Abstract ranking processes for scientific conferences are essential but controversial. This study examined the validity of a structured abstract rating instrument, evaluated interrater variability, and modeled the impact of interrater variability on abstract ranking decisions. Additionally, we examined whether a more efficient rating process (abstracts rated by two rather than three raters) supported valid abstract rankings.Methods:
Data were 4016 sets of abstract ratings from the 2011 and 2013 national scientific conferences for a health discipline.

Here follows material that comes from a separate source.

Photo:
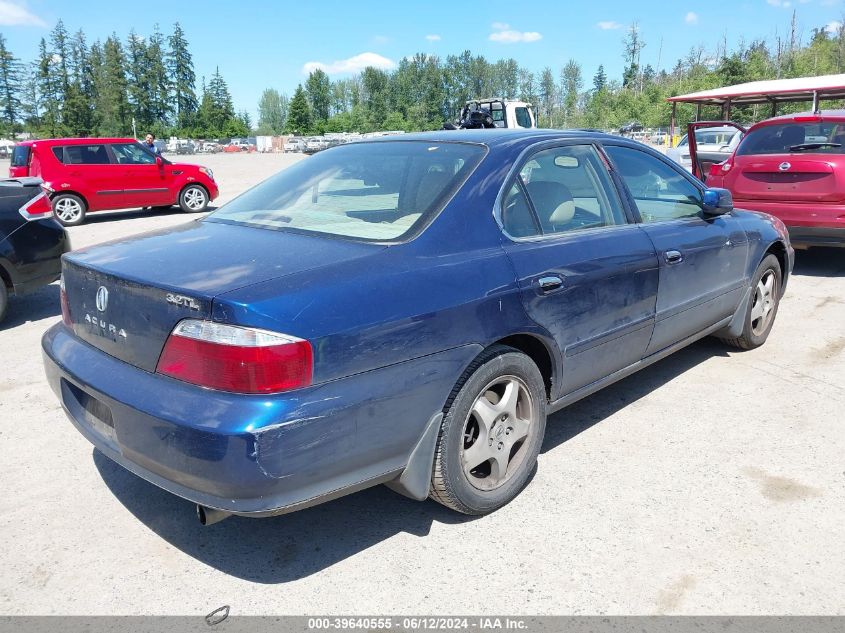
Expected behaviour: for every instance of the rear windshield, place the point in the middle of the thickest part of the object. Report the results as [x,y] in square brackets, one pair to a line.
[20,156]
[378,191]
[787,138]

Many-faceted Rasch analysis procedures were used to examine validity of the abstract rating instrument and to identify and adjust for the presence of interrater variability. The two-rater simulation was created by the deletion of one set of ratings for each abstract in the 2013 data set.Results:
The abstract rating instrument demonstrated sound measurement properties. Although each rater applied the rating criteria consistently (intrarater reliability), there was significant variability between raters. Adjusting for interrater variability changed the final presentation format for approximately 10–20% of abstracts. The two-rater simulation demonstrated that abstract rankings derived through this process were valid, although the impact of interrater variability was more substantial.Discussion:
Interrater variability exerts a small but important influence on overall abstract acceptance outcome. The use of many-faceted Rasch analysis allows for this variability to be adjusted for. Additionally, Rasch processes allow for more efficient abstract ranking by reducing the need for multiple raters.